I won't watch the video, but as someone who has been running Windows games on Linux since well before Steam for Linux existed, my view is that comparing performance on different distros is pointless these days.
Game performance depends very little on which Linux distro you use, because sufficiently recent versions of the performance-sensitive components are available on all of them, and because gaming runtime environments like Steam and Flatpak provide their own versions of several of these components anyway. (Also, desktop environments have generally become good about turning off expensive compositing operations while games are running.)
Pick whatever distro is comfortable for you to use and maintain. That might be bleeding edge Arch, or low maintenance Debian, or user friendly Mint, or whatever.
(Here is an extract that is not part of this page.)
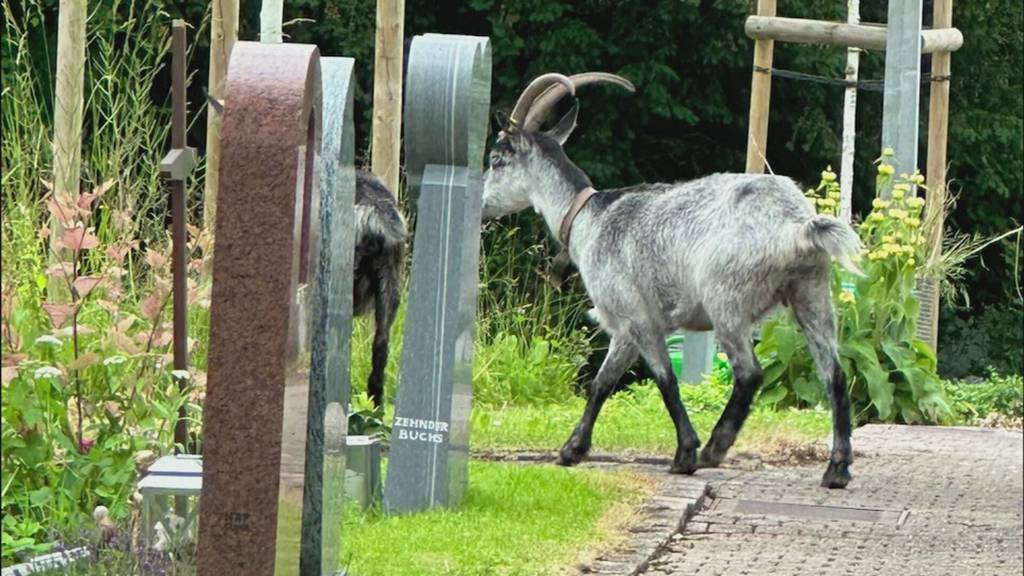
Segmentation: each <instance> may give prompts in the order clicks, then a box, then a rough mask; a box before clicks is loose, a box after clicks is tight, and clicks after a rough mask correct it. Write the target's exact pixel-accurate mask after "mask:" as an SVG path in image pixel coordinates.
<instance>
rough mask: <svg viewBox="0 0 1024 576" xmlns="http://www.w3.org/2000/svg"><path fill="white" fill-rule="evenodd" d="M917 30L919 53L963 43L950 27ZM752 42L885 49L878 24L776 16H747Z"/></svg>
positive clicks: (749, 30)
mask: <svg viewBox="0 0 1024 576" xmlns="http://www.w3.org/2000/svg"><path fill="white" fill-rule="evenodd" d="M935 28H936V29H935V30H924V31H921V44H922V46H921V51H922V53H924V54H930V53H933V52H942V51H947V52H952V51H955V50H957V49H959V47H961V46H962V45H963V44H964V35H963V34H962V33H961V31H958V30H956V29H954V28H951V27H935ZM743 30H744V32H745V33H746V36H749V37H751V38H754V39H755V40H777V41H780V42H794V43H798V44H824V45H829V46H846V47H850V48H861V49H864V50H879V51H884V50H885V49H886V27H885V26H884V25H878V24H860V23H852V22H846V23H839V22H828V20H815V19H805V18H784V17H778V16H763V15H757V16H750V17H748V18H746V24H745V25H744V26H743Z"/></svg>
They can all play games very well once they're set up for it, and the setup is almost never difficult if you're willing to learn how.
As for comparing Windows to Linux for running Windows games, I would expect performance to be close enough that the difference doesn't matter in most cases. Game-focused Wine builds and API shims like DXVK are already very capable, and continually improving. Windows might have advantages from being a game's native platform, but Linux has advantages from resource efficiency.
So, a review "showing almost no difference in performance between gaming distros and Windows 11 LTSC" doesn't surprise me at all.
My opinion: the gaming performance differences these days are mostly minor, and less important than having my computer serve me (not some invasive corporation).